Con la modifica del Titolo V, le regioni ottennero tre cose: nuove competenze (la più importante fu la gestione della sanità) una forte autonomia di spesa, cioè poterono cominciare a decidere più o meno liberamente come spendere i propri soldi, e una forte autonomia organizzativa, per cui poterono decidere da sole quanti consiglieri avere, quanti assessori e come organizzarli.
L’idea alla base di questa modifica era avvicinare i cittadini ai centri decisionali dove venivano spesi i soldi delle loro imposte. Dall’introduzione della modifica, le spese delle regioni sono aumentate del 74% e buona parte di questi aumenti è stata causata dall’aumento delle competenze delle regioni. Dopo la modifica del Titolo V, però, le competenze delle regioni sono rimaste le stesse, ma la loro spese sono comunque aumentate del 23%: una grossa parte, come abbiamo scoperto nelle ultime settimane, è stata spesa in rimborsi, stipendi, ostriche e vacanze in Sardegna.
Questi soldi arrivano alle regioni principalmente tramite tre imposte: compartecipazione all’IVA, addizionale IRPEF e IRAP. Le prime due sono imposte raccolte dallo Stato, che poi ne versa parte nelle casse delle regioni, mentre la terza è un’imposta regionale. La caratteristica di tutte queste imposte è che o sono raccolte dallo stato (che decide anche “quante” raccoglierne), oppure, se sono raccolte dalle regioni, queste hanno un margine di manovra molto piccolo per decidere se far pagare di più o di meno ai cittadini (sull’IRAP, ad esempio, le regioni posso aumentare o diminuire dell’1% l’aliquota base).
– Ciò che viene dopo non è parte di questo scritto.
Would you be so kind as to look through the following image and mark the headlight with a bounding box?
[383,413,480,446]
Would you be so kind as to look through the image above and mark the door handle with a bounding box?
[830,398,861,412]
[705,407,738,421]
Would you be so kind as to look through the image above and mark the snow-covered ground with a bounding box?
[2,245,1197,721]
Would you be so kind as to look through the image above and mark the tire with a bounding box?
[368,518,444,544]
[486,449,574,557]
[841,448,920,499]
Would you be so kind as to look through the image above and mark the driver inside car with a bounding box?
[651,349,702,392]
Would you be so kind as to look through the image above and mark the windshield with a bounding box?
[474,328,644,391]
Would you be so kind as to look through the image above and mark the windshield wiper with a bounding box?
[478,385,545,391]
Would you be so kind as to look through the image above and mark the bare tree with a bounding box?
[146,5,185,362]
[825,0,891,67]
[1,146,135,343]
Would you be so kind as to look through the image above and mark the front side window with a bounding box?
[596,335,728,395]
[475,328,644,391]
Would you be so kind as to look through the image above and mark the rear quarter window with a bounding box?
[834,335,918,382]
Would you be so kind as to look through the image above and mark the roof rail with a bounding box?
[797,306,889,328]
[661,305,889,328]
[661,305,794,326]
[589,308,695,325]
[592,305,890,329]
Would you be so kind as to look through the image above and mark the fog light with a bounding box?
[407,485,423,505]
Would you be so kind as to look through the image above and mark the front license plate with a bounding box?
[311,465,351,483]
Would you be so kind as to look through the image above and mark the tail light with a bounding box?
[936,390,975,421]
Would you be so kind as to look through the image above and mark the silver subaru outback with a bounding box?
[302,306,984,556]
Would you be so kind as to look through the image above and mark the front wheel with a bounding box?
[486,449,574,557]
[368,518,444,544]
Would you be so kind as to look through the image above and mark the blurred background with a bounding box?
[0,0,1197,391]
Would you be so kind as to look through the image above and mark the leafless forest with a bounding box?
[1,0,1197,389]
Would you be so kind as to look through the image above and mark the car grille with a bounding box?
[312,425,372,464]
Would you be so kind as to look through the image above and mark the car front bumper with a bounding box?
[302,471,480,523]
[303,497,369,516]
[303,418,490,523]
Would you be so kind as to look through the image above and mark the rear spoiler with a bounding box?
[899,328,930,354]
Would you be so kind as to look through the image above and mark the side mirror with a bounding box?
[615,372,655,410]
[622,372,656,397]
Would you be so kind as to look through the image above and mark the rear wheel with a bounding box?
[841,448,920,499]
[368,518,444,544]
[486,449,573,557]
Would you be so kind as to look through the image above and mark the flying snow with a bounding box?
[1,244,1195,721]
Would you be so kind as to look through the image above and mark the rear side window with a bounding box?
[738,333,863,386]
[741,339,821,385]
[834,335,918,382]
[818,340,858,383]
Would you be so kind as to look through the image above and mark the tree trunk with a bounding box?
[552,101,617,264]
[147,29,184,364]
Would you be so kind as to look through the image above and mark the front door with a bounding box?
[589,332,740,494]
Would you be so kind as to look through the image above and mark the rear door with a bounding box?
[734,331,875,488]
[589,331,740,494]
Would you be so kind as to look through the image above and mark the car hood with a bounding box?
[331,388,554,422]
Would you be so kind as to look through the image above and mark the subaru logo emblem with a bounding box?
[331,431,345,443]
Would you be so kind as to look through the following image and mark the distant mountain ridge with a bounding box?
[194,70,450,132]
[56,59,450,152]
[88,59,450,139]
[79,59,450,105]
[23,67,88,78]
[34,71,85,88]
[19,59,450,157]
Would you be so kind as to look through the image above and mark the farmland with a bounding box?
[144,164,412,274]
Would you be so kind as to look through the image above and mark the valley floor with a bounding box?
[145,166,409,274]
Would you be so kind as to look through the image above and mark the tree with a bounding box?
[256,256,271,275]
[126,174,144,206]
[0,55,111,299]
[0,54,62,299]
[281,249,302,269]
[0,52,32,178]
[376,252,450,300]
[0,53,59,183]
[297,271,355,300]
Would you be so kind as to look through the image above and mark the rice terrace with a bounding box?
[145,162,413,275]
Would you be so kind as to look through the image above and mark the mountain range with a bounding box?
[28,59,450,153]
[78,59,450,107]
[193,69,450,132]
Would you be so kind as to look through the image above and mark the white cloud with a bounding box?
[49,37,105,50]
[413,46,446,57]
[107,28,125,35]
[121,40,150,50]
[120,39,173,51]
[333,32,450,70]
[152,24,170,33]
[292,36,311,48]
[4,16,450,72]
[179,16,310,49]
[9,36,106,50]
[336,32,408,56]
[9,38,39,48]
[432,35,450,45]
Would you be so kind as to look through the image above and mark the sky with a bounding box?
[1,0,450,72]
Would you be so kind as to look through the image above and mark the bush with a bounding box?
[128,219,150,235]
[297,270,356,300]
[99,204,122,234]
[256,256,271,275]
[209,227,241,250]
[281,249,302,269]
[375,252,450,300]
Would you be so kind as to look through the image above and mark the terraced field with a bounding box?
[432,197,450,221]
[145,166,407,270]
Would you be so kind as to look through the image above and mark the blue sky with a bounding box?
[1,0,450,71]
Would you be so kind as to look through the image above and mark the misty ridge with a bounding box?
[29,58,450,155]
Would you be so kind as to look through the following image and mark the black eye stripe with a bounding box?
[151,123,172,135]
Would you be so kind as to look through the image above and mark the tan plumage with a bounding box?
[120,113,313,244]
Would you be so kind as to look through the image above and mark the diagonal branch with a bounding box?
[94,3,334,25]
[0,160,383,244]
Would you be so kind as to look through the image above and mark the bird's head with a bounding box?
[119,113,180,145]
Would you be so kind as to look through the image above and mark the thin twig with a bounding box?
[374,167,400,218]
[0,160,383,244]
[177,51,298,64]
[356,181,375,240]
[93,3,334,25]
Le regioni quindi non sono responsabilizzate e i cittadini non hanno una chiara idea di quanta parte delle loro tasse finisce a pagare l’inefficienza delle politiche regionali. Le imposte che vengono alzate per riparare ai buchi nei bilanci regionali – come ad esempio il buco nella sanità del Lazio – sono imposte statali ed aumentano per decisione del parlamento (che si prende anche tutte le critiche). Come ha sintetizzato qualche giorno fa il ministro per i rapporti con il Parlamento, Piero Giarda: «Spendere soldi che non si guadagnano è facile e divertente».
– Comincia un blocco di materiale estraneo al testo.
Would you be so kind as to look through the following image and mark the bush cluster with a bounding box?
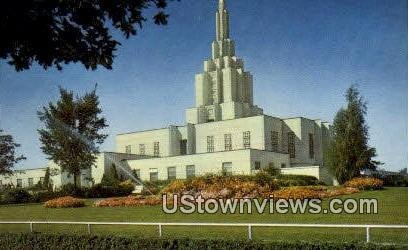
[56,180,134,199]
[141,180,172,195]
[161,174,280,199]
[376,174,408,187]
[0,180,134,205]
[1,189,32,204]
[271,186,359,200]
[94,195,162,207]
[44,196,85,208]
[0,233,400,250]
[276,174,324,187]
[344,177,384,190]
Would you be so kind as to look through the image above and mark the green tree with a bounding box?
[42,167,52,191]
[101,164,121,187]
[263,162,281,176]
[1,0,177,71]
[326,85,380,183]
[0,130,26,174]
[38,86,108,187]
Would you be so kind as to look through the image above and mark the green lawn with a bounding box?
[0,187,407,244]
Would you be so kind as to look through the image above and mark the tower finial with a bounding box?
[216,0,229,41]
[219,0,226,10]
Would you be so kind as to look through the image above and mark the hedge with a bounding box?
[0,233,404,250]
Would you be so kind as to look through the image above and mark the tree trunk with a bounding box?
[73,173,81,188]
[73,173,77,188]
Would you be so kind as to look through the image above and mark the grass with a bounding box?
[0,187,407,244]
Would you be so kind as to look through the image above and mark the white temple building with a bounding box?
[113,0,334,184]
[0,0,334,189]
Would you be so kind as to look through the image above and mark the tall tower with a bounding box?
[186,0,263,124]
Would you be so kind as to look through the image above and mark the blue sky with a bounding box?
[0,0,406,171]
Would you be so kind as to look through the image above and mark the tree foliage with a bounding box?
[326,85,381,184]
[0,130,26,174]
[1,0,177,71]
[38,86,108,187]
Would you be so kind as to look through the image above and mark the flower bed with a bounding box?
[271,186,359,200]
[93,195,162,207]
[161,175,277,199]
[43,196,85,208]
[344,177,383,190]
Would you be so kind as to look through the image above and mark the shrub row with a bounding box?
[344,177,384,190]
[271,186,359,200]
[94,195,162,207]
[375,174,408,187]
[0,233,403,250]
[44,196,85,208]
[0,180,134,205]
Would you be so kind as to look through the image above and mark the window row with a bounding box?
[125,142,160,157]
[286,132,314,159]
[135,165,197,182]
[206,131,251,153]
[8,177,45,188]
[252,161,287,171]
[137,163,236,182]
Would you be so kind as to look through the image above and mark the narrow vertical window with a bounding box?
[167,167,176,180]
[180,139,187,155]
[288,132,296,158]
[149,168,158,181]
[28,178,33,187]
[309,133,314,159]
[254,161,261,170]
[243,131,251,149]
[271,131,279,152]
[139,144,145,155]
[17,179,22,188]
[222,162,233,176]
[186,165,195,179]
[207,136,214,152]
[224,134,232,151]
[125,145,131,154]
[154,142,160,157]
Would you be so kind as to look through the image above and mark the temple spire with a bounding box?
[219,0,226,10]
[216,0,229,41]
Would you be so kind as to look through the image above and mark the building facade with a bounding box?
[114,0,334,184]
[0,0,335,189]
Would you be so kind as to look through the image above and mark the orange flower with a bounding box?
[344,177,383,190]
[93,195,162,207]
[44,196,85,208]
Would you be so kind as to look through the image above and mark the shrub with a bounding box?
[162,174,279,199]
[142,180,172,195]
[344,177,383,190]
[44,196,85,208]
[271,186,359,200]
[56,180,134,199]
[276,174,323,186]
[377,174,408,187]
[30,190,59,203]
[2,189,32,204]
[263,163,281,176]
[57,183,84,197]
[94,195,162,207]
[253,171,278,188]
[272,186,326,200]
[0,233,397,249]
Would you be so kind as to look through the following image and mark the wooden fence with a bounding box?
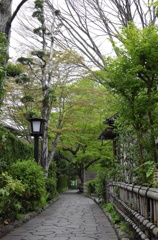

Alberto Bisin, professore di economia alla New York University e tra gli autori del blog economico NoisefromAmerika, spiega così questa situazione in un articolo pubblicato venerdì su Repubblica: un amministratore regionale potrebbe costruire ospedali in ogni paesino della sua regione (o in ogni paesino dove gli interessa prendere voti) fornendo così un servizio. Questo servizio, però, non viene pagato direttamente dai cittadini che usufruiscono di quel servizio. L’amministratore locale, quindi, non ha incentivi a costruire ospedali solo dove servono o a farli funzionare in maniera economicamente efficiente. Secondo Bisin si tratta di un sistema «abnormemente avulso da ogni più basilare analisi degli incentivi».
Bisin e altri giornalisti ed economisti come Oscar Giannino non sono stati gli unici a criticare la riforma del Titolo V. In un’intervista recente al Messaggero il segretario del PD, Pierluigi Bersani, ha dichiarato: «Abbiamo imbastito un’organizzazione dello Stato e un livello di autonomia delle Regioni che non ha contrappesi né razionalità». Anche il segretario della Lega, Roberto Maroni, ha dichiarato al Sole 24 Ore che il federalismo, senza «responsabilità», non può funzionare.